What do you think of this metaphor? By incorporating AI agents into society, are we inviting a smarter being to our campfire? Is it likely to eventually kill us out of contempt or neglect? That will be what we are discussing over in the Portal this week.

Is your P(Doom) < 0.05? Great – that means you believe that the probability of AI turning us into paperclips is less than 5%. Come one come all. You can argue against doomers during the May 5-9 week of Doom and then you will love Week Two. On May 12-16, we will make the optimistic case for AI!

See more details on all readings and the final Zoom meeting in my previous post.

Zuckerberg wants to solve general intelligence

Why does Mark Zuckerberg want to solve general intelligence? Well, for one thing, if he doesn’t, one of his competitors will have a better chatbot. Zuckerberg wants to be the best (and good for him). At his core, he wants to build the best stuff (even the world’s best cattle on his ranch).

If AGI is possible, it will get built. I’m not the first person to point out that this is a new space race. If America takes a pause, then someone else will get there first. However, I thought the Zuck interview was an interesting microcosm for why AGI, if possible, will get made.

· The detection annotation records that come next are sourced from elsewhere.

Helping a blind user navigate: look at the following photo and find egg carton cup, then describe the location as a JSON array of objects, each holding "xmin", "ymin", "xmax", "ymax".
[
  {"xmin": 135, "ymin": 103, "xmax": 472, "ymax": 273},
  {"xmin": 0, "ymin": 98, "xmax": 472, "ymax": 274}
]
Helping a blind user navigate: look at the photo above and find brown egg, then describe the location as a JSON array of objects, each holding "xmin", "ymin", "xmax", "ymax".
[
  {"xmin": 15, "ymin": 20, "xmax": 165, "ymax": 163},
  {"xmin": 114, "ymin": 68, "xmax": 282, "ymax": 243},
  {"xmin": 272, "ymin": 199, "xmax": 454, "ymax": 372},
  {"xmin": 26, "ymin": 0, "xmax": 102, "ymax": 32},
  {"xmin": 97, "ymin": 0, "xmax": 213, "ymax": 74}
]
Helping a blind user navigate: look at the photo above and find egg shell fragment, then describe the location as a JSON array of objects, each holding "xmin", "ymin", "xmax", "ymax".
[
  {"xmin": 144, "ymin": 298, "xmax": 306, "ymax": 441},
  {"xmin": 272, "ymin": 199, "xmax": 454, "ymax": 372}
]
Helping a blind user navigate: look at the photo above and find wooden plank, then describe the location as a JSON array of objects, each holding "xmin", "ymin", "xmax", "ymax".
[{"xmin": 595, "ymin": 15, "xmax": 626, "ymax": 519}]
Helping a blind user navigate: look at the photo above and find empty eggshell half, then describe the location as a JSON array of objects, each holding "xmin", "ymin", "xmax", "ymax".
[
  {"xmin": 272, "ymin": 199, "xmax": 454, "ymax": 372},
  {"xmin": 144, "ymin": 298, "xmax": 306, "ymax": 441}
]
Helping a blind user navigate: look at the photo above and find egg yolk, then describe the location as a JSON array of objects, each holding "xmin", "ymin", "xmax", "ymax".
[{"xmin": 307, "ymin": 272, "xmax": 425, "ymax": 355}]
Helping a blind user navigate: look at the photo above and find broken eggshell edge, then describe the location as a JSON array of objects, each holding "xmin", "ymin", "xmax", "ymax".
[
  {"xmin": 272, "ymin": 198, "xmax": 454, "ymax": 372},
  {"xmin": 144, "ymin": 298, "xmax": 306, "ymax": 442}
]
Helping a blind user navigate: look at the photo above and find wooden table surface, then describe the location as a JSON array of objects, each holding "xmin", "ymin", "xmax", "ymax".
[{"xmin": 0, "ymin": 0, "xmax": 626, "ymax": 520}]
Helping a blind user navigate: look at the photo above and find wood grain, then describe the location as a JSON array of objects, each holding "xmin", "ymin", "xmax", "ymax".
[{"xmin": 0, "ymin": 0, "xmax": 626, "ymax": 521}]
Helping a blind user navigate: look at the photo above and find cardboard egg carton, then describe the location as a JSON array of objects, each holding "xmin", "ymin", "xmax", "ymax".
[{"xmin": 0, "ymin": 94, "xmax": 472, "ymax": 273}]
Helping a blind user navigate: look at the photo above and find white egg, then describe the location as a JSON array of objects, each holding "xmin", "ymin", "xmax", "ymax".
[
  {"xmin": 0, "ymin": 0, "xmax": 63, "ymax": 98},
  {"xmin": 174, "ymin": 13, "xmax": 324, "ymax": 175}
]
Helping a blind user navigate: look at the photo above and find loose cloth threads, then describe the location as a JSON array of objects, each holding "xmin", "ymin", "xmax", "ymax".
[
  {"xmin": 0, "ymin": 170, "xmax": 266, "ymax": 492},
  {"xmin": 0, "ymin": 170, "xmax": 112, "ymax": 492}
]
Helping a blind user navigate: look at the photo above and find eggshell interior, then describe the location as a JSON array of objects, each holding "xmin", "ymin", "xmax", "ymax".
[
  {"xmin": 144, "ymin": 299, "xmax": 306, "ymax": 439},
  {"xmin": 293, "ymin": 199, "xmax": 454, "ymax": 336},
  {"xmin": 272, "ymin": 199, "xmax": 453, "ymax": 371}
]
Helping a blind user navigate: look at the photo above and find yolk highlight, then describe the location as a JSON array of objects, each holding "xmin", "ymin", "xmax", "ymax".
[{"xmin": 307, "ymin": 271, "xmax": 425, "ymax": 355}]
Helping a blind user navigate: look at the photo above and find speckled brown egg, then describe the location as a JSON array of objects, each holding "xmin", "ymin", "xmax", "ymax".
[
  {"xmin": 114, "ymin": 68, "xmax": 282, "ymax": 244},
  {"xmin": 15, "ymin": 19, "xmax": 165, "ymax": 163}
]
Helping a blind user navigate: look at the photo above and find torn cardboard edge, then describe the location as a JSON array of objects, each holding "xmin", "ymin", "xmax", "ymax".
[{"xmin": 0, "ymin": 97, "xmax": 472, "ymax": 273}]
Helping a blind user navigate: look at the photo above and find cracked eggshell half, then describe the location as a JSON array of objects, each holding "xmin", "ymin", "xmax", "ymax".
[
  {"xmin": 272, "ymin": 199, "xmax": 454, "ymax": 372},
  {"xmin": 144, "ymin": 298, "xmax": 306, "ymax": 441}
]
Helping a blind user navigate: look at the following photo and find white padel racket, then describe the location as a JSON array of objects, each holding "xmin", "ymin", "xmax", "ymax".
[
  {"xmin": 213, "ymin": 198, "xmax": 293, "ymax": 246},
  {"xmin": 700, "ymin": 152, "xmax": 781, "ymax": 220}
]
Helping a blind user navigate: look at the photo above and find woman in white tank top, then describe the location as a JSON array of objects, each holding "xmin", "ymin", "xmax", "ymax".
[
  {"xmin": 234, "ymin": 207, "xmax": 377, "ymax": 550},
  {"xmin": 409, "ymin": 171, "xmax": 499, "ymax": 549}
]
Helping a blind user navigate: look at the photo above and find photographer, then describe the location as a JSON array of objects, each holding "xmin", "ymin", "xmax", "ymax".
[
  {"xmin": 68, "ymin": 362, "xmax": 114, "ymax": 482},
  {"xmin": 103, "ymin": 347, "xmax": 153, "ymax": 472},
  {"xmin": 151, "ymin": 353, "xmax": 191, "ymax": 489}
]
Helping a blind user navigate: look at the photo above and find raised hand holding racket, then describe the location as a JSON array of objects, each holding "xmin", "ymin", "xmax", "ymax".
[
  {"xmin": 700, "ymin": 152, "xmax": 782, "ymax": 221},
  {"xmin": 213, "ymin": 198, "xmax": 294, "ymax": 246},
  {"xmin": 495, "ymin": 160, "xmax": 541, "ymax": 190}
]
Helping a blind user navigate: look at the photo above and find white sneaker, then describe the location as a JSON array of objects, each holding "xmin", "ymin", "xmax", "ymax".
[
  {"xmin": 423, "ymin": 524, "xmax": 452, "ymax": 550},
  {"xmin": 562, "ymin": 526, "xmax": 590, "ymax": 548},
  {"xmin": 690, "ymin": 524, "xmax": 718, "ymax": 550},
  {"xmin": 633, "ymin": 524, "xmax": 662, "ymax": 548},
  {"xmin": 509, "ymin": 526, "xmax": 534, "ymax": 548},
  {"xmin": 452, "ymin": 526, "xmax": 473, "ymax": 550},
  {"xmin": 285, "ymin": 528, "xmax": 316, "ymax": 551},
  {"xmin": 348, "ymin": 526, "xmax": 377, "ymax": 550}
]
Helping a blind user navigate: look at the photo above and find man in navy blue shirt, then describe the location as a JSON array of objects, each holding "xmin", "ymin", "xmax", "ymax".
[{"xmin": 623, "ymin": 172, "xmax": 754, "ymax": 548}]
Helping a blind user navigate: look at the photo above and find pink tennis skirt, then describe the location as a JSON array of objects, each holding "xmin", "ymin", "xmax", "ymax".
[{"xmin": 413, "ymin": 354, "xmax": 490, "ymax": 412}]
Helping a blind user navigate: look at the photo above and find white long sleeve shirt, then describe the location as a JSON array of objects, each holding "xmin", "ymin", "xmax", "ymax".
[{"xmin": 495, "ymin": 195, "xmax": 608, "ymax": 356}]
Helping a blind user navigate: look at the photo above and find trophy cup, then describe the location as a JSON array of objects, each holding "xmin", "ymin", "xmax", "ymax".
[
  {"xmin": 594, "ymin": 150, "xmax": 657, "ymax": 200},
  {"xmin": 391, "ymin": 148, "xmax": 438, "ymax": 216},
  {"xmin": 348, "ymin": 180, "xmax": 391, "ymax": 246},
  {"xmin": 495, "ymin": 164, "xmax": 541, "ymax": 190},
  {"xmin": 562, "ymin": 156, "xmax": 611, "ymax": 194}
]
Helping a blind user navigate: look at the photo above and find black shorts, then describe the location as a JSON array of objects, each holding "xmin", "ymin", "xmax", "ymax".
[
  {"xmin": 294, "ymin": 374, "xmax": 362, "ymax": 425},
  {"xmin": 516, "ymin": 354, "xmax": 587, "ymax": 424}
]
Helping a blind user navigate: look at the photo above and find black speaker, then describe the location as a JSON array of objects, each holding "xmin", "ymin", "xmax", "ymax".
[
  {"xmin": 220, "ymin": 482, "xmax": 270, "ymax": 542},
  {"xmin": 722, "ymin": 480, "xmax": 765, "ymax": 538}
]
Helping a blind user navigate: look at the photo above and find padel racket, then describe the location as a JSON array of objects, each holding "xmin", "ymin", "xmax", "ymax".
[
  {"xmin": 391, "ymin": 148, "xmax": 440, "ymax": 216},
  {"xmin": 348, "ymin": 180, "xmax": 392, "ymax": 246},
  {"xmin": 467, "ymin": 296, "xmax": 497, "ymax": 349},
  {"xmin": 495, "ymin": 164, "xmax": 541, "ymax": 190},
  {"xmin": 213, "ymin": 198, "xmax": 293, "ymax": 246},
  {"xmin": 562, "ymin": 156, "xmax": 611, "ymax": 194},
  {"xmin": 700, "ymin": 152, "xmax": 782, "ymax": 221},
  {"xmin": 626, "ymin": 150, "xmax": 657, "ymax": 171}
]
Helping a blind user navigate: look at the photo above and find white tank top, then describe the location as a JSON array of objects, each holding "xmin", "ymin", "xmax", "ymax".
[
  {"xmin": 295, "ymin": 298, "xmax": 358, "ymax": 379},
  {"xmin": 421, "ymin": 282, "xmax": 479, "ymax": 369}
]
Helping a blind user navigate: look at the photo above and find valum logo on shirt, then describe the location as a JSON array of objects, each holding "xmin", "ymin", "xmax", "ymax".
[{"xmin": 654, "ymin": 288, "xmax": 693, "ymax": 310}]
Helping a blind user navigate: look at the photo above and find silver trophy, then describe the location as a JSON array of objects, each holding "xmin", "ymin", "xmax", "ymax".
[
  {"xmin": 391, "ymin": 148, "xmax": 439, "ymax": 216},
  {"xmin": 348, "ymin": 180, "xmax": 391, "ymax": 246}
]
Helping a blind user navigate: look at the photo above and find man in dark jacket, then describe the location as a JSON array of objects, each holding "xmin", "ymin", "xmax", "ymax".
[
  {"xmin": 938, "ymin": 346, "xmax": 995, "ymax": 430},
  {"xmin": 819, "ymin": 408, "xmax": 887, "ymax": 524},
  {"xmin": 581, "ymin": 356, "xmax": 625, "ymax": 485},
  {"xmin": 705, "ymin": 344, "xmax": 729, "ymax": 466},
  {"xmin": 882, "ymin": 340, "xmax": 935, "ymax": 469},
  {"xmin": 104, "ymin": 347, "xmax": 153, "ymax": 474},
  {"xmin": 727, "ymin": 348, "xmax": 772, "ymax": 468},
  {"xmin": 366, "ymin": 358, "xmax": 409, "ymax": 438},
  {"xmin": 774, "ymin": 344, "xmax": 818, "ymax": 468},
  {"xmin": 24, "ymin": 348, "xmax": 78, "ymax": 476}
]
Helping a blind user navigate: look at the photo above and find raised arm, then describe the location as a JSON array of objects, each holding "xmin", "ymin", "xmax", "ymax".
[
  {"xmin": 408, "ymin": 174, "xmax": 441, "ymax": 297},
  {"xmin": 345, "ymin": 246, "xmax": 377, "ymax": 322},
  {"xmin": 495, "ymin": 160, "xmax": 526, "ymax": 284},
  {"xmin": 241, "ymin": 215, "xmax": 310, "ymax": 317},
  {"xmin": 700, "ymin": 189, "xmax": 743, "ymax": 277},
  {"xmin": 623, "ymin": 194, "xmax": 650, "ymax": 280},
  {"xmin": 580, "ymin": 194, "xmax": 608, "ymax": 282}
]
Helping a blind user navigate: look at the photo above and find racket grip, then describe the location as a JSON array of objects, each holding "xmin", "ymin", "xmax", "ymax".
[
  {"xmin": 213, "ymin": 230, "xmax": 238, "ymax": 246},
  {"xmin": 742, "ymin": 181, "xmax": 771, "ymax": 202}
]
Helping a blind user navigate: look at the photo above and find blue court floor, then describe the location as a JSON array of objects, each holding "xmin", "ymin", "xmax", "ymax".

… We started FAIR about 10 years ago. The idea was that, along the way to general intelligence or whatever you wanna call it, there are going to be all these different innovations and that’s going to just improve everything that we do. So we didn’t conceive of it as a product. It was more of a research group. Over the last 10 years it has created a lot of different things that have improved all of our products. …
There’s obviously a big change in the last few years with ChatGPT and the diffusion models around image creation coming out. This is some pretty wild stuff that is pretty clearly going to affect how people interact with every app that’s out there. At that point we started a second group, the gen AI group, with the goal of bringing that stuff into our products and building leading foundation models that would power all these different products.
… There’s also basic assistant functionality, whether it’s for our apps or the smart glasses or VR. So it wasn’t completely clear at first that you were going to need full AGI to be able to support those use cases. But in all these subtle ways, through working on them, I think it’s actually become clear that you do. …
Reasoning is another example. Maybe you want to chat with a creator or you’re a business and you’re trying to interact with a customer. That interaction is not just like “okay, the person sends you a message and you just reply.” It’s a multi-step interaction where you’re trying to think through “how do I accomplish the person’s goals?” A lot of times when a customer comes, they don’t necessarily know exactly what they’re looking for or how to ask their questions. So it’s not really the job of the AI to just respond to the question.
You need to kind of think about it more holistically. It really becomes a reasoning problem. So if someone else solves reasoning, or makes good advances on reasoning, and we’re sitting here with a basic chat bot, then our product is lame compared to what other people are building. At the end of the day, we basically realized we’ve got to solve general intelligence… (emphasis mine)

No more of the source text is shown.